In [11]:
import numpy as np
import pandas as pd
import os
import random
import time

In [12]:
def is_weekend(datetime: pd.Timestamp) -> int:
    return int(datetime.weekday() >= 5)

In [13]:
def is_night(datetime: pd.Timestamp) -> int:
    return int(datetime.hour < 6 or datetime.hour > 22)

In [14]:
def get_customer_spending_behaviors(df: pd.DataFrame, day_windows: list[int]) -> pd.DataFrame:
    df.sort_values("transaction_datetime", inplace=True)
    df.index = df["transaction_datetime"]
    
    for window in day_windows:
        df[f"customer_num_transactions_{window}_days"] = df["amount"].rolling(str(window) + "d").count()
        df[f"customer_avg_spent_{window}_days"] = df["amount"].rolling(str(window) + "d").mean()
    
    df.index = df["transaction_id"]
    
    return df

In [15]:
def get_terminal_risks(df: pd.DataFrame, delay: int = 7, day_windows: list[int] = [1, 7, 30]) -> pd.DataFrame:
    df.sort_values("transaction_datetime", inplace=True)
    df.index = df["transaction_datetime"]
    
    transactions_delay = df["fraud"].rolling(str(delay) + "d").count()
    fraudulent_delay = df["fraud"].rolling(str(delay) + "d").sum()
    
    for window in day_windows:
        transactions_delay_window = df["fraud"].rolling(str(window + delay) + "d").count()
        fraudulent_delay_window = df["fraud"].rolling(str(window + delay) + "d").sum()
        
        transactions_window = transactions_delay_window - transactions_delay
        fraudulent_window = fraudulent_delay_window - fraudulent_delay
        
        risk_window = fraudulent_window / transactions_window
        
        df[f"terminal_num_transactions_{window}_days"] = list(transactions_window)
        df[f"terminal_risk_{window}_days"] = list(risk_window)
    
    df.index = df["transaction_id"]
    
    df.fillna(0, inplace=True)
    
    return df

In [16]:
df = pd.read_csv("datasets/transactions.csv")

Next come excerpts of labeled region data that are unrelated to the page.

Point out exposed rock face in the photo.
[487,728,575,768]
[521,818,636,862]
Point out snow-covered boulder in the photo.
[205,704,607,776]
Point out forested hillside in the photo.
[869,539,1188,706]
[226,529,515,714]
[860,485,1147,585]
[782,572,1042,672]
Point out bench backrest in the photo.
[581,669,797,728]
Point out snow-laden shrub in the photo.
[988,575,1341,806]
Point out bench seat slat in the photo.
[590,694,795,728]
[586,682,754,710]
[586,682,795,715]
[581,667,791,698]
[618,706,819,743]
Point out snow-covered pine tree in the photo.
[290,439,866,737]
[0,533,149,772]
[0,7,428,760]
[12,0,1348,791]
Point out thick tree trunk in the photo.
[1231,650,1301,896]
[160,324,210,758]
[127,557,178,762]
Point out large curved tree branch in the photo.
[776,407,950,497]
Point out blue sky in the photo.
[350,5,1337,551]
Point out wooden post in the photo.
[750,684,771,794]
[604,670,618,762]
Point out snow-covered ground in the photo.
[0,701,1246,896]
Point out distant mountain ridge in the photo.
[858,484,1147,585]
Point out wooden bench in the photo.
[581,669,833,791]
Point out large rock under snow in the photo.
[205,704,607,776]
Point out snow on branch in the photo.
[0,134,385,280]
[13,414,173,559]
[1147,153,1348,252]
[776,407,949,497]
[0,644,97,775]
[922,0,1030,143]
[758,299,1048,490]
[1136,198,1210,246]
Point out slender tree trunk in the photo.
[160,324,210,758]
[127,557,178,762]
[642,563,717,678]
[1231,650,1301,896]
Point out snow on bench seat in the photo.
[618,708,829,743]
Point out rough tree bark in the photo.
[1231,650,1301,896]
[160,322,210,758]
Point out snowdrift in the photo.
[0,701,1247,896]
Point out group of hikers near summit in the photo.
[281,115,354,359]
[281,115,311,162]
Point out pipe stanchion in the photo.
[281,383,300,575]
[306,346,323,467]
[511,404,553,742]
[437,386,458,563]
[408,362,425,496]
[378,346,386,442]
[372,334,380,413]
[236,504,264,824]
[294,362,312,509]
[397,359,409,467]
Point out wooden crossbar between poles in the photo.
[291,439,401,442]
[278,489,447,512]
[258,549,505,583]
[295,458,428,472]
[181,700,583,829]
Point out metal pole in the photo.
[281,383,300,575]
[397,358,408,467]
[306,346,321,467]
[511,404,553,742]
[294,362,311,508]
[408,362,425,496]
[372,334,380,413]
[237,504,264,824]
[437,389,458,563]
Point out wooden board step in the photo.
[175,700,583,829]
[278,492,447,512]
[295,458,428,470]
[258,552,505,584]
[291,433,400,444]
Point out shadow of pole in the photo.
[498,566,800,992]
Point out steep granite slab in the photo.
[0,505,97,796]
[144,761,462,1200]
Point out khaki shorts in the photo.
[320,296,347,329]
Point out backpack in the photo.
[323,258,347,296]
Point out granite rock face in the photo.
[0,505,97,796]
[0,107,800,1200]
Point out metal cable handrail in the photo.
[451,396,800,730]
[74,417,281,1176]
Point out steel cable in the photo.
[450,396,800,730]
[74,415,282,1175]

df["transaction_datetime"] = pd.to_datetime(df["transaction_datetime"])

In [17]:
df["is_weekend"] = df["transaction_datetime"].apply(is_weekend)
df["is_night"] = df["transaction_datetime"].apply(is_night)

In [18]:
df = df.groupby("customer_id").apply(get_customer_spending_behaviors, day_windows=[1, 7, 30]).sort_values("transaction_datetime").reset_index(drop=True)

  df = df.groupby("customer_id").apply(get_customer_spending_behaviors, day_windows=[1, 7, 30]).sort_values("transaction_datetime").reset_index(drop=True)


In [19]:
df = df.groupby("terminal_id").apply(get_terminal_risks, delay=7, day_windows=[1, 7, 30]).sort_values("transaction_datetime").reset_index(drop=True)

  df = df.groupby("terminal_id").apply(get_terminal_risks, delay=7, day_windows=[1, 7, 30]).sort_values("transaction_datetime").reset_index(drop=True)


In [20]:
df.to_csv("datasets/transactions_transformed.csv", index=False)